Advertisers have more ways to reach consumers among a growing variety of media channels, and emerging technologies promise to make those moments of connection more engaging. The goal is to avoid inundating the viewers with the same adds on connected TV (CTV), over-the-top (OTT) platforms and linear TV.
“The industry now is challenged because we have a range of different ways to buy CTV, OTT, linear TV,” Sarah Stringer, executive vice president of U.S. media partnerships at Dentsu Media, said in this interview with Beet.TV. “We’re looking for ways we can consolidate the data signals across these different ecosystems to create a better, more pleasant viewing experience for audiences.”
A more holistic view of consumers helps to not only improve that viewing experience, but also to make media buying more efficient for advertisers.
“We’ve been doing a lot of work in terms of: how do we demystify the marketplace, how do we take that duplication out of the market and how do we start looking at the data signals that we have?” Stringer said. Those data signals are part of the effort to “try to identify in a respectful way an individual’s experience through this ecosystem and we try to optimize it for not only the brand, but also for the customers themselves.”
Measurement and Cross-Platform Reach
Brands have more software tools to help measure the effectiveness of TV ads, including eye-tracking technology that can provide more granular detail about how the creative elements affect people’s receptivity to a marketing message.

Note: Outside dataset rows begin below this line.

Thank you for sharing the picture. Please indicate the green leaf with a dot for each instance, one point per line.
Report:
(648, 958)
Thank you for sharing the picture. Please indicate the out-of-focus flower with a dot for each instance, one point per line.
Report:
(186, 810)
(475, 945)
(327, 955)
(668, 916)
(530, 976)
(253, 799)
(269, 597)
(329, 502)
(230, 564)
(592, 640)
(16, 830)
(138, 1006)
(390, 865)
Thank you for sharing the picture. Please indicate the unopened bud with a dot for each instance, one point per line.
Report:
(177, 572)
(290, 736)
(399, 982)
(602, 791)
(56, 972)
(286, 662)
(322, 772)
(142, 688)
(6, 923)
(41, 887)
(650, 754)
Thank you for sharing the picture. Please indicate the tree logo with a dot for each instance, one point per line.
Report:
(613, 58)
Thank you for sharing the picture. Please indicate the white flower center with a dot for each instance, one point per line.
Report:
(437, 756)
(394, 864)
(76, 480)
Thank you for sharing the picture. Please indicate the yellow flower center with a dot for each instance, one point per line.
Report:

“It’s fascinating that we now have these tools at our disposal, and it’s something that we continue to dig into at Dentsu, because we continue to see that it has such a huge impact on the effectiveness of your campaigns,” Stringer said.

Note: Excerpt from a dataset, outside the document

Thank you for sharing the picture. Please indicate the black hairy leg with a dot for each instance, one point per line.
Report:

The cross-platform media environment has many digital “walled gardens” that add to the difficulties in making campaigns less repetitive for consumers as they move across different platforms.
“We will need as agencies to look at these translation points across the media that is a little bit more open and are building out industrywide tools to have a better performance across each of their platforms, and how we factor that into some of the other players that we work with that are fundamental to a media plan as well,” Stringer said. “The Holy Grail will still be around how we identify individuals in a still-respectful way and in a privacy-first way. We’ll find that it will be less around the individual and more around the outcome and the context.”
Immersive Ad Experiences
Mixing content and commerce is becoming more feasible with the emergence of technologies to insert branded product placements within programming.
“The technology I’m most excited around is this idea of 3D object that has been added to a video post-production,” Stringer said. “It’s essentially like an overlay technology, and it will identify key moments where it would seem natural for an object or an advert to be placed into a video, and allows for a more seamless way for a brand to be visible without necessarily being an interruptive force.”
Video channels increasingly are offering more interactivity that gives people an immediate way to buy products they see on screen.
“There’s some really exciting technology that will really allow for that moment of brand to be reconnected to that moment of content or purchase, which is great,” she said.